At some point, of course, some bright auto policy wonk would champion the creation of a government monopoly for auto insurance, promising that such a new federal program would simultaneously guarantee universal auto insurance and cut auto insurance costs. Likewise, imagine what the American housing market might be like if you could deduct your home mortgage from federal taxation only on the condition that your employer selected the realtor or bought you your home. If you were to say to yourself, such an arrangement would be crazy, you would be right. And of course, even in health care policy, it is.

On health care policy, we can change the current costly system and open up the health care markets, allowing people more personal freedom of choice and forcing insurance companies into more genuine competition. The Heritage Foundation has outlined a comprehensive and cost-effective plan to do just that by giving Americans individual tax relief, either in the form of a tax credit or a voucher, regardless of where they work.
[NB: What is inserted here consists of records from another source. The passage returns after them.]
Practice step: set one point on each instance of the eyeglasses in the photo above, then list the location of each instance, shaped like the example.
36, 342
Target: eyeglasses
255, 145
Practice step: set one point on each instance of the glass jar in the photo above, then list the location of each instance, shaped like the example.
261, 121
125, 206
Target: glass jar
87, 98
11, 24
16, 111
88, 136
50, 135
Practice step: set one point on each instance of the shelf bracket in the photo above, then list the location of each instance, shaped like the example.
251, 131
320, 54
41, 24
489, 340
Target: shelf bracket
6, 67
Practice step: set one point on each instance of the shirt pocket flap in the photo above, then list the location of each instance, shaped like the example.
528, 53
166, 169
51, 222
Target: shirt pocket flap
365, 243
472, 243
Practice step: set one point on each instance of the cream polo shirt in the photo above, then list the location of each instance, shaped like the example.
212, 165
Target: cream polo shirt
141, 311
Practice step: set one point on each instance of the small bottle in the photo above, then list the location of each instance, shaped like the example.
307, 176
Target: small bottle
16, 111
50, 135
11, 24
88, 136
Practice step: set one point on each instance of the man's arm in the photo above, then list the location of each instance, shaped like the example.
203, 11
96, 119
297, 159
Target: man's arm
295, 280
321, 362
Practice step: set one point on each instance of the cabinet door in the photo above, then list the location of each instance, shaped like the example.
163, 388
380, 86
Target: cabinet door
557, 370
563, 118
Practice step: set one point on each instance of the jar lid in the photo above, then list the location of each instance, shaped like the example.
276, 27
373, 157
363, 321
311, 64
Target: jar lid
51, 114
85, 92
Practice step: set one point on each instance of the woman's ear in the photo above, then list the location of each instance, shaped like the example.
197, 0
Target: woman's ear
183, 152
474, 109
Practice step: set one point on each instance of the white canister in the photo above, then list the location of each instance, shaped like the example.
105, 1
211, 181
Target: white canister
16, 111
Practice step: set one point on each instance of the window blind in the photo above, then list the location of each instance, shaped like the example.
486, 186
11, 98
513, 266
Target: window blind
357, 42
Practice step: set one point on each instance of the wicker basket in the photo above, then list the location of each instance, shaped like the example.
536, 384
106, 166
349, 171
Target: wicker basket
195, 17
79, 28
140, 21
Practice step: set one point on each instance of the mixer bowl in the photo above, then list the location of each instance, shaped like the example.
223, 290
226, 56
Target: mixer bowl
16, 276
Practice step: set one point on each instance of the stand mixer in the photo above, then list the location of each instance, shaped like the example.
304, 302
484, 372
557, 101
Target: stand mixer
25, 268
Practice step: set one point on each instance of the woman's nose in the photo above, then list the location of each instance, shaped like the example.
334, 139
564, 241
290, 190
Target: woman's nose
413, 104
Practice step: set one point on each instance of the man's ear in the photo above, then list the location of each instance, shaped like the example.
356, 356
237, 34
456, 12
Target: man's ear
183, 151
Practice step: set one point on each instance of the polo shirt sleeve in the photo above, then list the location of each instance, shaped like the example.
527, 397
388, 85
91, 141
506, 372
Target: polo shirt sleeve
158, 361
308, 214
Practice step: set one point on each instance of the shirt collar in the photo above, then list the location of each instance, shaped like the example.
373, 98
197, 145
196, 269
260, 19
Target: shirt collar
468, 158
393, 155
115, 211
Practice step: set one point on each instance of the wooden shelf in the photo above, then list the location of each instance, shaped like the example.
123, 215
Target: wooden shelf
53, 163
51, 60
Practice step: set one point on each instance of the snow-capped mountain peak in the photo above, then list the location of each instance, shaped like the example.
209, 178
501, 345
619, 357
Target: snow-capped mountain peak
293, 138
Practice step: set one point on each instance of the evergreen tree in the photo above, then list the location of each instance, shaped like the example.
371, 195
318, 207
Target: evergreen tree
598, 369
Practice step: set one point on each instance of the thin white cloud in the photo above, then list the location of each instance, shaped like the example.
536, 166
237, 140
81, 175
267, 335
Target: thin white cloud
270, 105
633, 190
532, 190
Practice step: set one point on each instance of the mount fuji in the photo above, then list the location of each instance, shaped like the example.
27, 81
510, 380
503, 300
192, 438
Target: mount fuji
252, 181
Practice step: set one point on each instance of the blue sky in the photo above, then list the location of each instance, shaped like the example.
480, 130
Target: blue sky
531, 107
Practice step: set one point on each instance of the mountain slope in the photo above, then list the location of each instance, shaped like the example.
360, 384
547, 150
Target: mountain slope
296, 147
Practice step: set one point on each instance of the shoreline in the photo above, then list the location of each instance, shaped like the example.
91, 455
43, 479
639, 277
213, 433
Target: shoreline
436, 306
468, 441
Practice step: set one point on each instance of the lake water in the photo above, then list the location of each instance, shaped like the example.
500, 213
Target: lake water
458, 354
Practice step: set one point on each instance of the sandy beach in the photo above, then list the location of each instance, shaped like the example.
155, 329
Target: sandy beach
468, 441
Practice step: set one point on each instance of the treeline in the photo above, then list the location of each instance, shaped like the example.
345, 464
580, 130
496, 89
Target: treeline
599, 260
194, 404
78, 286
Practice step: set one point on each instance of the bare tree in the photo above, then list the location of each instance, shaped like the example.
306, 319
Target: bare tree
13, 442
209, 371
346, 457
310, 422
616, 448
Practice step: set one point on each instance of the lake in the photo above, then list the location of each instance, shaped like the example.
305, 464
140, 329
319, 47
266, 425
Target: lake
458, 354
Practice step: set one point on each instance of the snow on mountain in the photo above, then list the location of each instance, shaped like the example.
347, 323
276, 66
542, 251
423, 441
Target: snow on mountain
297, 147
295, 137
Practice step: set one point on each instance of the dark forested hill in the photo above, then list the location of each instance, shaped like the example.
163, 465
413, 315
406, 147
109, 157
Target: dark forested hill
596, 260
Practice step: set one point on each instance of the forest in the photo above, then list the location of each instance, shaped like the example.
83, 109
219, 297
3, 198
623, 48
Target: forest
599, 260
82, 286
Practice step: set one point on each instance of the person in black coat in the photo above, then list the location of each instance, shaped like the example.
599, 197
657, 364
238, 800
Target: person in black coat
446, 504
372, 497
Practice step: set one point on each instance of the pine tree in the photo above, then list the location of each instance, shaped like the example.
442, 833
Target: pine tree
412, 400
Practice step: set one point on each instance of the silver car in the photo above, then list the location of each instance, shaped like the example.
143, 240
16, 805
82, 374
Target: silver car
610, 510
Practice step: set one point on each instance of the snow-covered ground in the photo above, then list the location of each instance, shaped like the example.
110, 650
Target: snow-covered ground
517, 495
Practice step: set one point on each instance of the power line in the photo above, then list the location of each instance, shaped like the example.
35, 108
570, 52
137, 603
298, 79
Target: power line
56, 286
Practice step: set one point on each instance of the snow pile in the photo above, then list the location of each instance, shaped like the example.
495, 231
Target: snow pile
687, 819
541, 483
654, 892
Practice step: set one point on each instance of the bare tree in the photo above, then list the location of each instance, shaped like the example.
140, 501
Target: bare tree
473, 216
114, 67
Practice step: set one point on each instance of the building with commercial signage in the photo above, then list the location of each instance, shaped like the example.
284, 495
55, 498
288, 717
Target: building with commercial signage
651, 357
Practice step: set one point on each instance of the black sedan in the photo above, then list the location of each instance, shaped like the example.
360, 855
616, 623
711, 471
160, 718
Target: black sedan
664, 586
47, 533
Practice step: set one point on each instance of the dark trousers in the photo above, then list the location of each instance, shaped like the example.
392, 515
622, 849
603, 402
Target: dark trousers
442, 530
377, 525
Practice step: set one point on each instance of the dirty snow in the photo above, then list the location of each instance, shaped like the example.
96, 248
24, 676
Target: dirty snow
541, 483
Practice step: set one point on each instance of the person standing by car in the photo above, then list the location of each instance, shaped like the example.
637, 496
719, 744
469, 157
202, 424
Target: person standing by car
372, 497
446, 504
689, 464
Adjusting these credits or vouchers for family income or health care needs, Congress could allow American families to use such tax relief for the purchase of a basic package of health insurance (at least catastrophic coverage), out-of-pocket expenses or the opening of medical savings accounts, tax-free accounts that can be rolled over each year, tax-free, and from which patients can pay doctors directly for routine medical services.

If America’s business leaders wish to preserve a largely private health care system and avoid a British- or Canadian-style health care system, they should forget simply building upon the World War II model. The reason: Underlying that model are major market distortions created by the federal tax policies of the 1940s that undermine market principles of consumer choices and competition. These distortions have contributed to higher health care costs while accelerating the rate of uninsurance.

To build upon the World War II model means, inescapably, that we must dose it up even more to compensate for these distortions, and increase the role of government bureaucracy and its regulatory regime over both the medical profession and the insurance industry. This means, in effect, reducing doctors and hospitals to the status of even more highly regulated public utilities. Patients, denied easy access to physicians of their choice, will pay the price in a broken market, even as they marvel over the latest achievement of German automotive engineering or buy the latest electronic wizardry from Sony.